Однако со временем душевное смятение преодолел, а через несколько лет и вовсе удивил людей. Рядом со старой избушкой дом начал рубить Петр Полухин, большой — три окна на улицу! Не верили вначале, толпами приходили, хвалили и удивлялись. Надоело отвечать на вопросы, слушать досужие советы, изменил распорядок дня: днем отсыпался, ночью строил. Сам стены срубил, потолок и пол настелил, косяки подогнал. Чтобы делать рамы, станок специальный придумал, и собрали ему такой станок любопытные и отзывчивые мастера. Построил и возгордился, уважение к себе почувствовал. С пылу-жару колодец выкопал и оборудовал, забор новый поставил — и пошло-поехало, все сам стал делать.
А получил новую квартиру, въехал в нее и нигде больше не появлялся. Зачем? Туалет под боком, ванна тоже. Раньше вышел во двор и задержался, дело какое ни есть нашел. Пошел покурить — и снова подышал чистым воздухом. Теперь тоже можно курить на улице, да стесняется. В своем доме его никто не видел, а тут два этажа окна распахнули. Лучше уж не показывать свою убогость. Так решил Петр Николаевич, и не могли Камаевы убедить его в том, что нельзя себя заживо хоронить в квартире.
— Рая, может, на него Симонову «натравить»? Она кого хочешь расшевелит.
— Не знаю, Саша… Я думала врача попросить.
— Что врач? Он психологию слепых не знает… — Камаев замолчал, прислушиваясь.
По улице кто-то шел. Кажется, сосед, его тезка Александр Данилович… Он.
— Здорово, работнички! Когда пожаловали?
— Здравствуй, Александр Данилович! Утром. Ты еще спал.
— Ха! Я поднялся, когда ты девятый сон смотрел. Баньку думаешь строить?
— Где там строить? Подлатать маленько. У тебя печника нет ли хорошего на примете?
— Есть. Только легонький больно.
— Тогда не надо. Своего позову. Тихий он, правда, но печка — дело серьезное, пусть тихо, лишь бы не лихо, чтобы не переделывать потом.
— Оно так… Матки-то сгнили. Новые есть ли у тебя?

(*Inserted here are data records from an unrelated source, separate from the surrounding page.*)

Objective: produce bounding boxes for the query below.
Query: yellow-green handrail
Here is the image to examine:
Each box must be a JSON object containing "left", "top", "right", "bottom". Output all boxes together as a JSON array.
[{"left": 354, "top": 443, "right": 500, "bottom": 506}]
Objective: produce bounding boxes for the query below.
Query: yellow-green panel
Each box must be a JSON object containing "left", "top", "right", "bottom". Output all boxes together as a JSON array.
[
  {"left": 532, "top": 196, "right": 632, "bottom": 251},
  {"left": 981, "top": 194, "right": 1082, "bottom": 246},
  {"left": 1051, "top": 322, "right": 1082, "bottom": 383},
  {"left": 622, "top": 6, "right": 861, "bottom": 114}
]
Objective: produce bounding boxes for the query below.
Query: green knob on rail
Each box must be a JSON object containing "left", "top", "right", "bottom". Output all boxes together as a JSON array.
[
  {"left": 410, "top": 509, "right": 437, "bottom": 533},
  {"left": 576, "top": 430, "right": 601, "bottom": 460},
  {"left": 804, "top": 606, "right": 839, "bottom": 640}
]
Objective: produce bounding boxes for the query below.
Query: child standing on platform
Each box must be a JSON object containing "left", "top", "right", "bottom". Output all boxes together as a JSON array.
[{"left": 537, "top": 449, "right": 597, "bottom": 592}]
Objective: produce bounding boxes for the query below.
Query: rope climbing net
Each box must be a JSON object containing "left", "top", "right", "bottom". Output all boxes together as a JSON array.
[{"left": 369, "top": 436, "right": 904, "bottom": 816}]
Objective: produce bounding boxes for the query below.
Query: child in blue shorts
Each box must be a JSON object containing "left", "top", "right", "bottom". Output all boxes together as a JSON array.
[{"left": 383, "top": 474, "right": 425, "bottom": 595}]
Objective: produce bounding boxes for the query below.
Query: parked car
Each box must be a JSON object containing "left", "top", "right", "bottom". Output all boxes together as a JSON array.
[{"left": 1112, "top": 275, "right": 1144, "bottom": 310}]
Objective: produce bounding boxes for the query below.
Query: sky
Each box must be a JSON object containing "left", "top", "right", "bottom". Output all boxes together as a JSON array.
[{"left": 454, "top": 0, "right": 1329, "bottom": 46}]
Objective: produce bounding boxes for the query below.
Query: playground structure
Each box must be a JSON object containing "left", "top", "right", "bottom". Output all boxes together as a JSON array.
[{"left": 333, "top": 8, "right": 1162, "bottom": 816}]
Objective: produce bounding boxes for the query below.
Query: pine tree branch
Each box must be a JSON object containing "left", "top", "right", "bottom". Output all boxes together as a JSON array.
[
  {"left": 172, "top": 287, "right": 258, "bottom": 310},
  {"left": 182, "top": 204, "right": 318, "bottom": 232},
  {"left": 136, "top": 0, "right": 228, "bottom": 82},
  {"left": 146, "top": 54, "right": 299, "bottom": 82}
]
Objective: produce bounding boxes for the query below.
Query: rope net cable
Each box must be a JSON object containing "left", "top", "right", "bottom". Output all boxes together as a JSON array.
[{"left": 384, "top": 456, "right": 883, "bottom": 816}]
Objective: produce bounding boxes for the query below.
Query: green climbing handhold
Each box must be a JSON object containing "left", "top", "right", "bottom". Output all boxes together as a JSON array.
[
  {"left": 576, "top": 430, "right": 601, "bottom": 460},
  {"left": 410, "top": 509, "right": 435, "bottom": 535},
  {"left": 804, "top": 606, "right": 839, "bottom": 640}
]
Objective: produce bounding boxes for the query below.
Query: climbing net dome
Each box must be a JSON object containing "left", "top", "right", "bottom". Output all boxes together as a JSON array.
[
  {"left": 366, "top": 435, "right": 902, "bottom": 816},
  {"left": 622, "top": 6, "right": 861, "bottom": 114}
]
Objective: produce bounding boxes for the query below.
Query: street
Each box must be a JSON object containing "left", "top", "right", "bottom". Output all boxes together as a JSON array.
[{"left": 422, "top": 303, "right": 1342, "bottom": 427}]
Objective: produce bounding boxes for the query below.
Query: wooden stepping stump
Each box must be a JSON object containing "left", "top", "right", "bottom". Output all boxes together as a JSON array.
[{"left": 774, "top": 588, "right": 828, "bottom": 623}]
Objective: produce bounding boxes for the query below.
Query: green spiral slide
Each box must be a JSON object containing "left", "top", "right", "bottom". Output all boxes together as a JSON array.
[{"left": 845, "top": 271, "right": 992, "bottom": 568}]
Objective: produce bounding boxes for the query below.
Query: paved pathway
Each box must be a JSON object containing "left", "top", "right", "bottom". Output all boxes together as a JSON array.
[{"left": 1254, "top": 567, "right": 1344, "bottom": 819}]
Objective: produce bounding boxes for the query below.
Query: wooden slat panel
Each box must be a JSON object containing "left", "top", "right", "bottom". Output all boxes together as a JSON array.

— Железные поставлю. Из труб.
— Железные?!
— А что? Стукнусь, так не сломаются.
— Все смеешься, сосед?
— Не совсем. Вставай с корточек-то. Пойдем на крылечко.
— Пойдем… А ты как узнал, что я на корточках сидел?
— Так не молоденький. Косточки-то пощелкивают.
— Не молоденький, верно. На пенсии уже. Перед уборкой вот попросили помочь, так борта наращиваю. Вчера задержался после обеда, заведующий мастерской на меня рот и открыл. Я выслушал его, кепку козырьком назад и пошел. У него голос сразу растаял. Вернись, говорит, Данилыч, я пошутил. Я ему: я тоже пошутил. На том и помирились. Хорошо быть пенсионером: улыбаешься, кому хочешь, здороваешься, кто сердцу мил… А ты что-то все сам и сам. Неуж и бревнышки один таскал.
— Со мной, — вступила в разговор Раиса Петровна, — а от досок отстранил. Ты, говорит, споткнешься и ногу сломаешь, что я тогда буду делать?
— А сам не боится упасть? — поинтересовался сосед.
— Так я осторожно хожу, а она носится.
— Сдается мне, что как ни осторожничай… Доведись до меня, я бы и в своем доме дверь не нашарил.